Technical Analysis of Stocks & Commodities is an American, Seattle-based monthly magazine about commodity futures contracts, stocks, options, derivatives, and forex. The magazine focuses on trading strategies, technical indicators, and software tools for active traders in equities, futures, crypto, forex and options markets.

==History and profile==
Technical Analysis of Stocks & Commodities was founded in 1982 by Boeing mechanical engineer Jack Hutson who wanted people to learn about technical analysis. Hutson had a brief foray in the stock market in the late 1960s and bought two additional houses in the 1970s before returning to securities in 1980. Using his engineering and analytic background, he for hours delved into trading concepts by reading books in library. He purchased a personal computer system for $7,500 to allow him to automatically generate a chart that would take hours if created manually. When the software for a specific technical concept did not work, Hutson asked Boeing colleague and math doctorate Anthony Warren to collaborate with him to fix the program. After they corrected the software, a technicians congregation gathering in Toronto invited Hutson to Toronto to introduce his work. To ready himself for the conference, Hutson wrote a paper that became the foundation of Technical Analysis of Stocks & Commoditiess inaugural October 1982 issue.
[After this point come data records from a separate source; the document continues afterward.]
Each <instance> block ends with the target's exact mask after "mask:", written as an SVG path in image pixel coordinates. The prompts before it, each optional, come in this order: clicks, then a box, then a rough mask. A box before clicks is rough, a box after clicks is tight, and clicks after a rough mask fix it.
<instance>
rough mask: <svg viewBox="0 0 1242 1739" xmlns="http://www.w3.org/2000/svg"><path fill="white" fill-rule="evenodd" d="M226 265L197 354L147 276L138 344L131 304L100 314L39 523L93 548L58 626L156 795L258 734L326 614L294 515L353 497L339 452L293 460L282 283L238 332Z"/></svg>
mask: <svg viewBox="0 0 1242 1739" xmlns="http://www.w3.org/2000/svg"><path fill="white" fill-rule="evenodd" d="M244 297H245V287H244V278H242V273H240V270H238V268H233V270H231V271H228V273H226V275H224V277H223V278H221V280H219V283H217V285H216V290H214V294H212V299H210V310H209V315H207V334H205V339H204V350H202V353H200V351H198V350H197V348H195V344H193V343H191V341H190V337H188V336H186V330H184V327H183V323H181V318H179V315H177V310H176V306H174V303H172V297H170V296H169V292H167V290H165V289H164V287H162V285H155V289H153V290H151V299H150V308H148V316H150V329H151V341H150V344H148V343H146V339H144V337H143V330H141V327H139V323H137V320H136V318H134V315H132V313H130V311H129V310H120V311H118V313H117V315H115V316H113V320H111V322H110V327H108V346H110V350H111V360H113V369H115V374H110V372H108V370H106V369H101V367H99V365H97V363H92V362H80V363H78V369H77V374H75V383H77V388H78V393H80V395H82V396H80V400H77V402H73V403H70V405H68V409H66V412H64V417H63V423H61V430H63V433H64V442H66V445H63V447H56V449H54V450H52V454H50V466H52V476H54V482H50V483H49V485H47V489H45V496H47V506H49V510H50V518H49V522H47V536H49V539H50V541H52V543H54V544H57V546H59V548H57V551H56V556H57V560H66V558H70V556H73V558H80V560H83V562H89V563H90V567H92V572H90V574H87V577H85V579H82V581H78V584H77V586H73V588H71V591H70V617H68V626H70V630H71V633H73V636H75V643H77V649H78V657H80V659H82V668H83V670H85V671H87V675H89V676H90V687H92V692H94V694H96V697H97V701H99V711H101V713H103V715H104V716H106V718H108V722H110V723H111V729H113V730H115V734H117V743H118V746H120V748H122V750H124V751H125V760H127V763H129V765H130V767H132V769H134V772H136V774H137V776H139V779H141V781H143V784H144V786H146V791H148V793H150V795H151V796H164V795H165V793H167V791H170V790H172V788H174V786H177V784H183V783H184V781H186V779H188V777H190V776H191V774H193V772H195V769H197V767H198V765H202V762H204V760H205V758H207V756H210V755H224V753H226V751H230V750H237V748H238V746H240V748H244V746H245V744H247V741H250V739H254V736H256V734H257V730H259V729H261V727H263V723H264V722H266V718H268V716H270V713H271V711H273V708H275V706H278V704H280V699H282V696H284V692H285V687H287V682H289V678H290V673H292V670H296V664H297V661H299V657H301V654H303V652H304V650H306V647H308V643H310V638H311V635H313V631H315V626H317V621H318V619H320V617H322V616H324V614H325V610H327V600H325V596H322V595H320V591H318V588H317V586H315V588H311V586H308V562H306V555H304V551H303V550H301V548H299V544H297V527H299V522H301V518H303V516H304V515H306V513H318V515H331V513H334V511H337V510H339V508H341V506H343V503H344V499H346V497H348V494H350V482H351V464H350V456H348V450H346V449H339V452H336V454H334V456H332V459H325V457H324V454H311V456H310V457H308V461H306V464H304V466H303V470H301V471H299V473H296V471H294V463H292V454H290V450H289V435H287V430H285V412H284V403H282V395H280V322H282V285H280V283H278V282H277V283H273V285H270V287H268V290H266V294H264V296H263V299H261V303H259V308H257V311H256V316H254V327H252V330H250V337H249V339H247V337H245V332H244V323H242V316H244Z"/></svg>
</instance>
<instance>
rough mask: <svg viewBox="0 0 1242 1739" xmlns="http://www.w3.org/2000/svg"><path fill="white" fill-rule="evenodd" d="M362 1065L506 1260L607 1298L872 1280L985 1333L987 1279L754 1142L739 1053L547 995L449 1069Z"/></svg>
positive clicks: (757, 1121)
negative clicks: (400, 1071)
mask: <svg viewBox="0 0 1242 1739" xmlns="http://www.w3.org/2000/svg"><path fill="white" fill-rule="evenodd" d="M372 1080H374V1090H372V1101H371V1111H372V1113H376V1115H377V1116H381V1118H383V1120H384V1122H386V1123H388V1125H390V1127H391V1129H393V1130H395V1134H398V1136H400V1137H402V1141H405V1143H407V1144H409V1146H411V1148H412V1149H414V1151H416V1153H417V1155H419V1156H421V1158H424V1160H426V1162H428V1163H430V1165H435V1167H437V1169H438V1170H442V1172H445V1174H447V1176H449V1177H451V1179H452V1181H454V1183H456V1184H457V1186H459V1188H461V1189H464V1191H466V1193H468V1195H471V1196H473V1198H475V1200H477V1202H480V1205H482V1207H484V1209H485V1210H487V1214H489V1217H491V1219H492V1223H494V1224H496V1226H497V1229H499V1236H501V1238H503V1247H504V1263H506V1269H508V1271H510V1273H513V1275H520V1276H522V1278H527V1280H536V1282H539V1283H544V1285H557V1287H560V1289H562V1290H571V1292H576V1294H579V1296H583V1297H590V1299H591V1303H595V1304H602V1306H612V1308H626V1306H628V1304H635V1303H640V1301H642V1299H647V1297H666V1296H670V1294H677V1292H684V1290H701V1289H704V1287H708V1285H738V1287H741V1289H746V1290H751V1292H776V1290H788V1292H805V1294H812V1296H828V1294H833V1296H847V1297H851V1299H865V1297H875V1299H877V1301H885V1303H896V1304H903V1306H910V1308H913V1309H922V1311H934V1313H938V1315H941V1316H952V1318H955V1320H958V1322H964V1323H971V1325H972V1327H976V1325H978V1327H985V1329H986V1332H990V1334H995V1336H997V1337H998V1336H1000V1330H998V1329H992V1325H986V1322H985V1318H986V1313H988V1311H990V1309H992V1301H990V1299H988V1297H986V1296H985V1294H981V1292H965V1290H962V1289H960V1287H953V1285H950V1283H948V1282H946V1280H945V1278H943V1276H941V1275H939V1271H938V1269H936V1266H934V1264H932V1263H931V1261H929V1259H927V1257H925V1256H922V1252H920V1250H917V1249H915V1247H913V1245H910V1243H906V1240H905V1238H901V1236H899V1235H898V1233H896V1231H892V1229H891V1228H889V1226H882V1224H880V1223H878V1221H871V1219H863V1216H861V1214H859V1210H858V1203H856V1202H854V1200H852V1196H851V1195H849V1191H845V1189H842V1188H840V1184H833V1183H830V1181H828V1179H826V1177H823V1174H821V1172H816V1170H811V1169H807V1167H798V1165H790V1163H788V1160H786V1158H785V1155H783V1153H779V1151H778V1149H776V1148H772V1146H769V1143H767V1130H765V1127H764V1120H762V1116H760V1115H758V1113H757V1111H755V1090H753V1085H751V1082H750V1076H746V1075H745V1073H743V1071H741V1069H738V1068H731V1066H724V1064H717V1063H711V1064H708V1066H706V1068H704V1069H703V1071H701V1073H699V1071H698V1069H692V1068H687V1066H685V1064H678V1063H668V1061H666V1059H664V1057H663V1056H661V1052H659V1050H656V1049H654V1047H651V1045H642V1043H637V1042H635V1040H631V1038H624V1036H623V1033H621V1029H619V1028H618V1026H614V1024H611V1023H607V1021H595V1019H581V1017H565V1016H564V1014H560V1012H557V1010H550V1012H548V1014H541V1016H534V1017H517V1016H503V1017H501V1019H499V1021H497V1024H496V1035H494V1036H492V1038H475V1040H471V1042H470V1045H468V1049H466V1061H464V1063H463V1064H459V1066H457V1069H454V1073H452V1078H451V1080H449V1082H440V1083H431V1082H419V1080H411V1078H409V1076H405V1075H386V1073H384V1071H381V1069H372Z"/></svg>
Hutson originally planned to work full-time at Boeing and part-time at the magazine as a supplement to his trading. In a year, Technical Analysis of Stocks & Commodities had 1,500 subscribers and cost $250 for an annual subscription. In 1984, its annual price dropped and subscribers increased to over 10,000. The magazine started occupying 60 to 70 hours of Hutson's time every week, so he resigned from Boeing in 1984. By 1988, it had 12 employees and was headquartered in the building of the no longer existing Fauntleroy Elementary School.

In 2013, the magazine had 60,000 subscribers, and 90% of its articles were written by freelancers.

Technical Analysis of Stocks & Commodities covers global industry trends, prominent people, trading technology, managed funds, and fundamental and technical analysis. The magazine covers the financial markets, with articles on industry issues, current market developments, trading techniques and strategies, and other areas of interest to traders and risk managers. It contains articles, analysis and strategies for derivatives traders and money managers.